The end to Northwestern's 2009 season proved all too familiar, an unfortunate close to a season that began with the Wildcats starting the season ranked No. 1 in the country for the first time in history. The team successfully defended that ranking in February at the ITA Indoor Team Championships, becoming the first northern school to win the tournament.
The Wildcats stormed through their regular season opponents, losing just one match, to Duke in late February. For the 11th consecutive year, Northwestern concluded the season as the Big Ten Conference champs.
With a record of 25-1, the Wildcats were awarded the top seed in the NCAA tournament. After defeating its first three opponents by a combined score of 12-1, Northwestern once again fell to California in the quarterfinals.

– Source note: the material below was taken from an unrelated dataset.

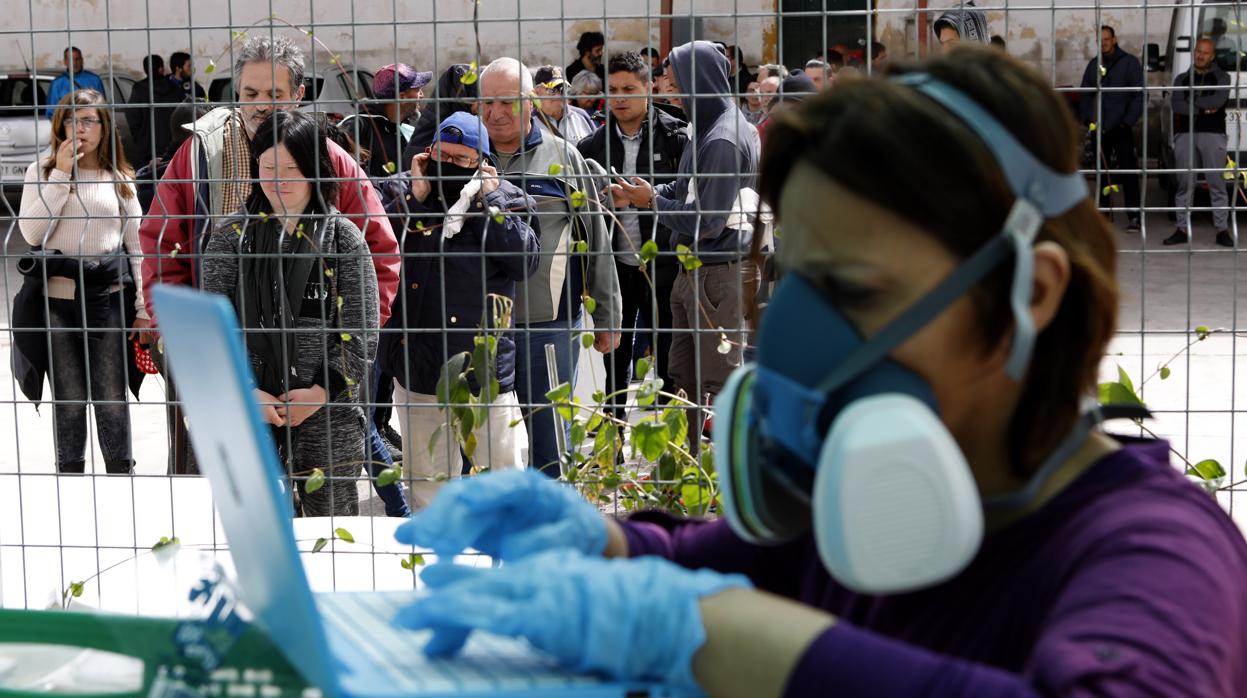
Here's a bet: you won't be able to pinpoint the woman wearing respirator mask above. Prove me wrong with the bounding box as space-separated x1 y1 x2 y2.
379 47 1247 697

The Wildcats were led all year by then-sophomore Maria Mosolova. En route to winning her second straight Big Ten Player of the Year award, Mosolova went 36-8 in singles play, including a perfect 7-0 in the Big Ten. Mosolova, who hails from Moscow, drew the top seed in the NCAA singles tournament, where she advanced to the quarterfinals. Mosolova finished the year ranked No. 2 and earned her second All-American honor. Georgia Rose (WCAS09) and her doubles partner, then-junior Lauren Lui, also earned All-American honors.
While the Wildcats lost seniors Rose, Nazlie Ghazal (WCAS09) and Keri Robison (WCAS09), the incoming class was recently ranked second in the country.
Robert Levin, a sophomore from Glenview, Ill., is a Northwestern magazine intern and sportswriter for the Daily Northwestern.